The Dragon Slayer is supplied in a reasonably large cardboard box and is sandwiched between two sizable slabs of polystyrene. Inside the box we find all the usual accessories we find with cases. These include hard drive brackets, a detailed installation manual and a selection of screws for installation.
The main body of the case is constructed from black-painted steel which doesn’t give it the most elegant appearance but does feel solid in construction. Despite the extensive use of steel, the case retains a reasonably low weight thanks to its small size.
On the front of the case there is a gray plastic bezel which looks like its supposed to add some flair to the design. Although it may look quite pretty when compared to some of In Win’s other cases, it’s far from a looker when compared to other cases from the likes of Lian Li. One upside of the front bezel is the huge amount of mesh which should allow a decent level of airflow through the chassis.
It was nice to find a USB3.0 connector on the front panel although this still requires a cable to be plugged into the rear of the computer. There are also two USB2.0 connectors and microphone and headphone jacks. The power button is located just below the front-panel connections. This, along with the large In Win logo, are illuminated blue when the system is powered on.
The side panel of the case is populated by a vast expanse of mesh which contains mountings for four 120mm fans. On the top of the case there is a 140mm exhaust fan which can be swapped out for a 120mm fan if desired. Rather than having a 120mm rear fan like larger cases, the Dragon Slayer only has room for a 92mm fan. Thankfully the 140mm roof exhaust means you can still fit a factory filled water-cooler like the Coolit ECO if desired.
Upon opening the case, we were pleasantly surprised. Despite the compact nature of the case, there is a huge amount of room to work with as a result of only having one optical drive bay and three hard drive bays (plus an extra mounting for an SSD). This means there should be more than enough room for an ATI 5870.

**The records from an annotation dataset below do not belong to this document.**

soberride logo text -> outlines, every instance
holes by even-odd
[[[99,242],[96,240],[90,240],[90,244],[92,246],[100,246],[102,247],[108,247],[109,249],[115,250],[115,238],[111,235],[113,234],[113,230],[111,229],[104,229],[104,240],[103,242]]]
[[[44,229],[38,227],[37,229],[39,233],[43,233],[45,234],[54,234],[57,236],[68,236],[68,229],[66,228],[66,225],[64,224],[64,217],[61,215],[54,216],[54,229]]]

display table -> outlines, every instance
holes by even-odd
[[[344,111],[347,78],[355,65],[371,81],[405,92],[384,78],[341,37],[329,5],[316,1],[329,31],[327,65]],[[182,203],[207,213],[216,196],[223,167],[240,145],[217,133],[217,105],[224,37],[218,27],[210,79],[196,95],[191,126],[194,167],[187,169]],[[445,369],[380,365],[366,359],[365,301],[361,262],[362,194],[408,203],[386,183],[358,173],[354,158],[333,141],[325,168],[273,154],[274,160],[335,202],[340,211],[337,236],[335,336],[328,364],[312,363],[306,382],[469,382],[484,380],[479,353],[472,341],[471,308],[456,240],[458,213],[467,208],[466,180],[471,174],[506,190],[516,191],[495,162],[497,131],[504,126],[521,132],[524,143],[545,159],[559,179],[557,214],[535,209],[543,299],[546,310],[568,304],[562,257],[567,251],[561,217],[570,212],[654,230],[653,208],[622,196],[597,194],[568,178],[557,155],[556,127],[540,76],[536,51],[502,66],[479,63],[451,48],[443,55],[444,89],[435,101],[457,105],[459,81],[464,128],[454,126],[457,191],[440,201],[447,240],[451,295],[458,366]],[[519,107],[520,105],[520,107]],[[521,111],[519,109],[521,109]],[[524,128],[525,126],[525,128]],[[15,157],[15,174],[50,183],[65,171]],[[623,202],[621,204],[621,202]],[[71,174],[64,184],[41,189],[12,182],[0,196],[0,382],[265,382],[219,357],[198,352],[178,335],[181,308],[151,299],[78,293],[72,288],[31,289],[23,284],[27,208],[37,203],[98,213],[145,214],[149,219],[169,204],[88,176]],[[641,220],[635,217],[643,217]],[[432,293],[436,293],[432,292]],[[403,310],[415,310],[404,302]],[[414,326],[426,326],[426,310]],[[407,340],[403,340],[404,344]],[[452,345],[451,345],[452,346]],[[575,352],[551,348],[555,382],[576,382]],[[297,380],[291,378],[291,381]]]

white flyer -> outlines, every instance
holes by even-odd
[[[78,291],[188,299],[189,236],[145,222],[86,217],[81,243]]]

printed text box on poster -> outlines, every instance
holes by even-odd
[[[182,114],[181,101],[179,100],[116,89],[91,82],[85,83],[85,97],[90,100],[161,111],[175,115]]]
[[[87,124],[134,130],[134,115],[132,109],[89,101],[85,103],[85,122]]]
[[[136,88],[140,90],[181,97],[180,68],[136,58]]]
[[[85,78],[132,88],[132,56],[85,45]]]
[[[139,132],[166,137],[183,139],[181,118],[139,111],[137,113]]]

Additionally, the lack of any hard drives obstructing the front intake fan means there is no obstruction to airflow and the air isn’t warmed up by passing over the hard drives. The front and top fans are identical 140mm models and the rear exhaust fan is a 92mm model . At the front of the case there is also a small 80mm fan which cools the hard drives.
In the motherboard tray, In Win have cut out a slot to facilitate the installation of a CPU cooler that should be appropriately sized and positioned for most motherboards. There are also a couple of slots for cable routing which will really help us achieve a tidy build. The entire inside of the case is painted black which is something that is nice to see on a relatively cheap case such as this.